Below is a preview of a column I'm writing for Sunday about Thursday's "Music as a Weapon" tour stop in downtown Battle Creek. Also, click here to read my story which ran today about the event. Click here to read my preview story, which included an interview with Disturbed frontman David Draiman. Click here to see a photo gallery of the event.
Ask any music junkie what the best part of a concert is, and he or she will say the music. Ask any concert junkie — and yes, there is a difference — and he or she will say quite quickly, "The people."
So was the contention of Adam Cuellar, Justin Donnellt, Matthew Hamlin, Kyle Velting and Kaci Swope, a group of 15- to 20-year-olds who drove up from Coldwater for Thursday's "Music as a Weapon" tour stop downtown Battle Creek.
So was the feeling of 18-year-olds Ben Cassidy and Kara Campbell, of Grand Rapids and Fremont, respectively.
I am a music junkie first and foremost, but the journalist in me, and the Battle Creek native in me, was happy to see the many bodies braving bad weather Thursday for Disturbed, Killswitch Engage, Chimaira, Lacuna Coil and a dozen mid-level acts on the side stage.
Kids were everywhere you looked, all afternoon, even during the downpours, walking across Hamblin Avenue from the side stage set up in the Full Blast parking lot and the tattoo artists at McCamly Place.
And as I drove down Michigan Avenue, I saw them dipping inside Griffin Grill & Pub, Schlotzky's Deli, Brownstone Coffeehouse.
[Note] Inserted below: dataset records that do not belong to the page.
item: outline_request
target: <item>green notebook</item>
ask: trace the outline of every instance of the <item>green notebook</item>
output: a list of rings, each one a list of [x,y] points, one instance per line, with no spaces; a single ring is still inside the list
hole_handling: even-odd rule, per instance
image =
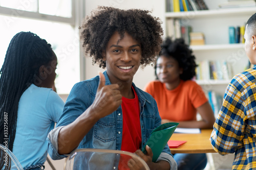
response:
[[[179,123],[168,123],[161,125],[151,132],[150,138],[142,151],[145,154],[146,145],[148,145],[153,152],[152,161],[155,162],[164,147],[174,133]]]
Money spent downtown is money welcome.
It was a happy feeling to see these people — most of them young, most of them donning heavy metal T-shirts and baggy jeans or that skinny-jean, horizontal stripes emo look — out in the open for all the downtown business types to see. I was happy to see mosh pits under a Battle Creek sky, no matter how bleak it happened to be.
You see, this is the first hard rock festival to happen outside in Battle Creek in my recent memory.
Normally these types of kids are forced into the dark corner bars and skater venues where they've learned to be happy. Out of sight, all the straight-suited adults and kids of a cleaner nature conjure up unlearned fantasies about what happens inside those places.
But a music festival such as Thursday's, with mid-level acts playing on the side stage ahead of the main players inside Kellogg Arena, that kind of happening is an open-faced celebration of everything our crooked, hidden avenue venues have to offer.
That's what the local music scene needs, and that kind of art and culture and entertainment spending can only help Battle Creek. At least, it can't hurt.